Precision with Macro-averaging:  0.7198611111111111
Recall with Macro-averaging:  0.7356074481074482
F-score with Macro-averaging: 0.7276491018405014
Precision with Micro-averagin:  0.7327586206896551
Recall with Micro-averagin:  0.7327586206896551
F-score with Micro-averaging: 0.732758620689655


### Q2
The Gaussian naıve Bayes classifier assumes that numeric attributes come from a Gaussian distribution. Is this assumption always true for the numeric attributes in this dataset? Identify some cases where the Gaussian assumption is violated and describe any evidence (or lack thereof) that this has some effect on the classifier’s predictions.

### Q3
Implement a kernel density estimate (KDE) naive Bayes classifier and compare its performance to the Gaussian naive Bayes classifier. Recall that KDE has kernel bandwidth as a free parameter -- you can choose an arbitrary value for this, but a value in the range 5-25 is recommended. Discuss any differences you observe between the Gaussian and KDE naive Bayes classifiers. (As with the Gaussian naive Bayes, this KDE naive Bayes implementation should be your own and should not just call a pre-existing function.)

In [147]:
def predict_kde(np_test, df_train, SIGMA=5):

    # get all concepts(poses) as a list
    poses = list(df_train['Pose'].value_counts().index)

    # calculate prior prob for each pose
    pb_c_dict = dict()
    for pose in poses:
        pb_c_dict[pose] = df_train.groupby('Pose').size()[pose] / len(df_train)

    results = list()
    for instance in np_test:
            # prob_dict to store all the probabilities (log form) for comparison later
            prob_dict = dict()
            features = instance[1:] # remove concept
            for pose in poses:
                prob_sum = 0
                pb_c = pb_c_dict[pose] # prior probability of class c_j
                prob_sum += np.log(pb_c)

                for i in range(len(features)):
                    xn_array = np.array(df_train[df_train['Pose'] == pose].drop(['Pose'], axis=1).iloc[:,i]) # get n rows of feature i in train set
                    x_test = features[i] # datapoint of feature i in test set
                    phi = 0
                    length = len(xn_array)
                    for j in range(len(xn_array)):
                        xn = xn_array[j]
                        phi += calc_phi(x_test, xn, SIGMA) 
                    phi = phi / length
                    prob_sum += np.log(phi)

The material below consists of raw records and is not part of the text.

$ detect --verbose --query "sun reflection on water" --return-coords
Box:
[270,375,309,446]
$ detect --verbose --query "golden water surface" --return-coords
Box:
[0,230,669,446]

                prob_dict[pose] = prob_sum

            predicted = max(prob_dict, key = prob_dict.get) # choose the highest value as predicted result
            actual = instance[0]
            results.append([predicted, actual])

    return results

results_kde = predict_kde(np_test, df_train)

In [148]:
evaluate(results_kde)

0.7672413793103449

### Q4
Instead of using an arbitrary kernel bandwidth for the KDE naive Bayes classifier, use random hold-out or cross-validation to choose the kernel bandwidth. Discuss how this changes the model performance compared to using an arbitrary kernel bandwidth.

### Q5
Naive Bayes ignores missing values, but in pose recognition tasks the missing values can be informative. Missing values indicate that some part of the body was obscured and sometimes this is relevant to the pose (e.g., holding one hand behind the back). Are missing values useful for this task? Implement a method that incorporates information about missing values and demonstrate whether it changes the classification results.

### Q6
Engineer your own pose features from the provided keypoints. Instead of using the (x,y) positions of keypoints, you might consider the angles of the limbs or body, or the distances between pairs of keypoints. How does a naive Bayes classifier based on your engineered features compare to the classifier using (x,y) values? Please note that we are interested in explainable features for pose recognition, so simply putting the (x,y) values in a neural network or similar to get an arbitrary embedding will not receive full credit for this question. You should be able to explain the rationale behind your proposed features. Also, don't forget the conditional independence assumption of naive Bayes when proposing new features -- a large set of highly-correlated features may not work well.